The trial court did not directly address whether, by warning the Fleurys to confine their dog to their premises, defendants had assumed the Fleurys' duty to control their dog for the protection of the public generally, or plaintiff individually. Rather, the court held that, even if defendants voluntarily assumed a duty, they acted with reasonable care. Our affirmance rests on different grounds.

Plaintiff asserts that it takes very little beyond a gratuitous promise for courts to find an assumption of a duty. See W. Keeton, Prosser and Keeton on Torts § 56 (5th ed.1984). Here, however, defendants merely promised to perform their statutory duty should the triggering event occur. See Restatement (Second) of Torts § 324A, cmt. d (proffering illustrations of undertaking liability to third persons that either involve promise or contract to perform specific service, or concern employee's assumption of employer's duty). They made no promise to confine the dog absent the statutory prerequisites. Defendants' verbal and written warnings simply served to put the Fleurys on notice of their dog's reported behavior and its potential consequences. See Wright v. Schum, 105 Nev. 611, 781 P.2d 1142, 1145 (Nev.1989) (mere advice or warning by one person to another that care should be taken to avoid risk does not itself create undertaking). We therefore conclude that their voluntary action in warning the dog's owners did not constitute an assumption of the owners' duty to control their dog, nor become a duty to protect plaintiff.

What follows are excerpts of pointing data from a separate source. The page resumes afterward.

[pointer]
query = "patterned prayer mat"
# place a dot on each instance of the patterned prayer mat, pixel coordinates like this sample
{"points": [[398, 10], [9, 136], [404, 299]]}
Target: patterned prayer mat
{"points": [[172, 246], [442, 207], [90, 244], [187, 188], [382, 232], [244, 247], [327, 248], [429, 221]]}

Despite the general principle that duty is a question of law, plaintiff alternatively claims that the trial court erred because the existence and scope of a voluntarily undertaken *507 duty is a question of fact that must be submitted to a jury. Pratt v. Liberty Mut. Ins. Co., 952 F.2d 667, 670-71 (2d Cir.1992) (applying Vermont law, i.e., relying on Derosia v. Liberty Mut. Ins. Co., 155 Vt. 178, 189, 583 A.2d 881, 888 (1990), in holding that existence of undertaking constitutes question of fact for jury). We need not reach that issue in this case because plaintiff did not come forward with sufficient evidence that defendants undertook to control the Fleurys' dog for the question to reach a jury.

Plaintiff next contends that the town's right to control vicious dogs gives rise to a general legal duty to protect her from vicious dogs. In support, she cites cases in which a specific contractual provision gives one party, a landlord for example, a general right to control the other party's pets. Her argument depends, however, on a mischaracterization of the rights defined and the duties imposed by the statute. Despite the statute's general title, "investigation of vicious dogs," it deals specifically with investigation of dogs that bite rather than any general right to control dogs. In this case, defendants' ability to exercise control over dogs exists in narrowly circumscribed conditions and is statutory, not contractual, in nature.

Finally, plaintiff cites to cases in which we have found a duty exists by virtue of a special relationship. We note that she fails to allege any such special relationship between town officials and residents that would require protection before the statutorily-imposed duty to investigate and control takes effect. The town's right to control dogs that bite does not give rise to a generalized duty to control vicious dogs.

Affirmed.

NOTES

[1] Although the trial court also granted summary judgment on plaintiff's claim of intentional infliction of emotional distress, plaintiff does not appeal this ruling.

[2] We refer throughout to the statute in effect at the time of the incident, but the statute has since undergone general amendment.